Jonah preached during the reign of King Jeroboam II of Israel (782 753 B.C.). At some point during his ministry, God called him to preach a message of repentance to the people of Nineveh, the capital of the Israelites' bitter enemies the Assyrians, in order that they would turn from their evil ways and not be destroyed. This would be similar to an American preacher being called to bring a message of repentance to Osama bin Laden or the leader of ISIS, knowing that they would turn from their ways and be spared by God. Jonah wanted God to destroy Nineveh (the same way many of us would want al-Qaeda or ISIS destroyed), so he ran in the opposite direction, taking a ship to Tarshish.

This is where the whale comes in. God sent a storm to stop Jonah, and after determining that Jonah was the cause of the storm, the crew threw him overboard. The great fish was simply the means God used to keep Jonah from drowning. After three days Jonah had had enough, and cried out to God to forgive him. The whale then spit Jonah out alive onto dry land, and Jonah began the long journey east to Nineveh. For those who don't believe that the whale (or great fish, we don't know for sure) really swallowed Jonah, take it up with Jesus. He refers to the event as a fact in Matthew 12:38-41 and Luke 11:29-30. If Jesus says it happened, then it's good enough for me.
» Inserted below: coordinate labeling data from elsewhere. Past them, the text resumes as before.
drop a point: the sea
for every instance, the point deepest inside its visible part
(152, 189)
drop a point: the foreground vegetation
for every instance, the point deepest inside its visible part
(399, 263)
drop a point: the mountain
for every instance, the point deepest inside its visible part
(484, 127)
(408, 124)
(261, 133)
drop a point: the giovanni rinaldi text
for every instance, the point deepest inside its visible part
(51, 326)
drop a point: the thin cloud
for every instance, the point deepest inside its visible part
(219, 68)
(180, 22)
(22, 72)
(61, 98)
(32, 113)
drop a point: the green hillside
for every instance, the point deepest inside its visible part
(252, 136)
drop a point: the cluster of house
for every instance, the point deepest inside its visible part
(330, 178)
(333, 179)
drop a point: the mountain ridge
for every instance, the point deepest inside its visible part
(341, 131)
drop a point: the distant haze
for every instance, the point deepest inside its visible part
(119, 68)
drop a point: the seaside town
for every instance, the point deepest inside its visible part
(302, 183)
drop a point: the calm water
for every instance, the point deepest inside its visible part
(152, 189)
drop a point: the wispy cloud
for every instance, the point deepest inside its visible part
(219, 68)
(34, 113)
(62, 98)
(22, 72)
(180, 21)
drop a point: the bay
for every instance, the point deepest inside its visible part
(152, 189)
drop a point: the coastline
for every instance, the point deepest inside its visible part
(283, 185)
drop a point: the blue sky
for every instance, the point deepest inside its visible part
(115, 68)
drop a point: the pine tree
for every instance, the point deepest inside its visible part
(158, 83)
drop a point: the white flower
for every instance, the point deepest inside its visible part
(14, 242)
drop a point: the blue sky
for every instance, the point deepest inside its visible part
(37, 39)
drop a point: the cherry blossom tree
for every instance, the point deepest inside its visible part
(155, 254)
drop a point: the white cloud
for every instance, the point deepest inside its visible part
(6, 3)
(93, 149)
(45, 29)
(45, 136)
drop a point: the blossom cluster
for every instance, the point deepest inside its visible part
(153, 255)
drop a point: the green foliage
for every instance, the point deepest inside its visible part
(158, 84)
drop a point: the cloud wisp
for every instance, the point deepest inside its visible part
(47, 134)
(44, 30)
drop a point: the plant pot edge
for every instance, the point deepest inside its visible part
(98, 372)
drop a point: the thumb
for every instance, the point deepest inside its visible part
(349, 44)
What happens once Jonah gets to Nineveh is the real lesson of the story. He does as God commanded, calling on the people to repent or be destroyed. To his chagrin, everyone from the king down to the lowliest servants do just that, fasting and praying for God's forgiveness, and God relents from destroying them. Jonah becomes so angry about this that he tells God that he wants to die. God then teaches him, and us, a lesson.

While still hoping that God might change his mind and destroy Nineveh, Jonah goes to the east of the city and sits in the blazing heat. God caused a plant to grow that gave shade to Jonah, and Jonah was very happy. But the next morning, God sent a worm to attack the plant, which immediately withered and died. This made Jonah so angry that he again told God it would be better for him to just die. God simply asks if it is right for him to be angry about the plant, for which Jonah had done no work and which was, after all, only a plant, while having no concern for the people of Nineveh, people just like him whom God had created.

Therefore, the Book of Jonah is not some children's fairy tale about being swallowed by a whale. It is a lesson from God about loving those who are not like us, even our sworn enemies, especially our sworn enemies. Because while he may not condone their deeds, God loves them just as much as he loves us. It wasn't a popular message 2,700 years ago, nor 700 years later when Jesus told us to love our enemies, and it's not particularly popular today. But if we're going to follow God as we should, it is a lesson we must heed.